Most of the carbohydrates in spuds are in the form of starch. Potatoes are routinely rated on their specific gravity, which boils down in their case to a ratio of starch to water. In the new Dutch variety, the ratio is skewed more toward the water than usual. Because starch accounts for much of a potato’s calories, the cultivar’s reduced starch content makes it a low-calorie potato as well.

However, that doesn’t impress Colette Heimowitz, a nutritionist and vice president of Atkins Nutritionals, a company commercializing low-carbohydrate diets and foods. “Starchy vegetables are not allowed on [the Atkins diet] until people are close to their goal weight. And potato is one of the last things we tell people to add back.” The reason for this, she explains, is that potato has a high glycemic index, which means that it quickly breaks down in the body into glucose, potentially causing blood-sugar concentrations to spike.

Nutritional studies have demonstrated that diets rich in high-glycemic-index foods can pose a risk of heart disease, exacerbate diabetes, and may even foster overeating (SN: 4/8/00, p. 236: The New GI Tracts). “People need to be aware that a white potato has a high glycemic index—one equivalent to a candy bar,” Heimowitz told Science News Online.

According to Jennie Brand-Miller of the University of Sydney in Australia, who has measured the glycemic index of many foods, the value for a baked potato is 85 out of a possible 100. For comparison, she found, the value for chocolate cake (made from a mix) with chocolate frosting is only 38 and peppermint flavored LifeSavers candy is 70. So unless the glycemic index of the new Dutch potato is lower than that of ordinary baking potatoes, its lower concentration of carbohydrates shouldn’t render it any more attractive to Atkins dieters than conventional potatoes, Heimowitz says.

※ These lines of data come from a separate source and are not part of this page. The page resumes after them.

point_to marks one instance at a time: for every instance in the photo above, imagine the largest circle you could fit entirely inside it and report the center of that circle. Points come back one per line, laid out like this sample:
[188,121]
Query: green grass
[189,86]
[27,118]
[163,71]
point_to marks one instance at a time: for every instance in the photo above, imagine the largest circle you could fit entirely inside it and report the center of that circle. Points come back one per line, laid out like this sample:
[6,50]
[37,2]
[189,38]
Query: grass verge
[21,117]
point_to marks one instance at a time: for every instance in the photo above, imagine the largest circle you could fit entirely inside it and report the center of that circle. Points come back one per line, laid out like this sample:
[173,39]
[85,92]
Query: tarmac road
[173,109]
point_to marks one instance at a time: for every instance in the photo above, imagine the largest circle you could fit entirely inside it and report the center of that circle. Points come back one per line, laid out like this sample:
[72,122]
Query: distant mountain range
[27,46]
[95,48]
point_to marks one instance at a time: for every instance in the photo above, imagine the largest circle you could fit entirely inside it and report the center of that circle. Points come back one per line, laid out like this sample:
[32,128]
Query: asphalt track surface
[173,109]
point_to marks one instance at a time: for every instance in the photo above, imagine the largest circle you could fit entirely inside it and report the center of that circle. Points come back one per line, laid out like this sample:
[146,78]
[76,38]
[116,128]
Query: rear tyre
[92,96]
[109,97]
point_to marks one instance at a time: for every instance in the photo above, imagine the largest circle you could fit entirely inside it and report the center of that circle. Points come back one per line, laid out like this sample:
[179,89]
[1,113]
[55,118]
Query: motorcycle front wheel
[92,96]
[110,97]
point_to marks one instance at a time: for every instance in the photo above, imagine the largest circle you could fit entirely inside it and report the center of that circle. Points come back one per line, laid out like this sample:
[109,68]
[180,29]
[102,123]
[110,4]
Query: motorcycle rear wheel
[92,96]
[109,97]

Indeed, she asks, “why not buy a regular potato and just eat one-third less of it.”

Hutchinson’s answer to that question is that the new spud is no regular potato. It has superior qualities that the growers’ cooperative is betting consumers will pay a premium for, he says.

Indeed, Northcott suspects, “People may pick up their first bag of these potatoes because they are low-carbohydrate [potatoes], but they’ll pick up the second because they taste so good. It’s the quality and taste,” he says, that will bring customers back.

Back for exactly what, you might ask? For now, this is a potato with no name. The cooperative is racing to come up with something catchy. A graduate student in Hutchinson’s lab thinks she has a winner: Spud Lite.

Janet Raloff is the Editor, Digital of Science News Explores, a daily online magazine for middle school students. She started at Science News in 1977 as the environment and policy writer, specializing in toxicology. To her never-ending surprise, her daughter became a toxicologist.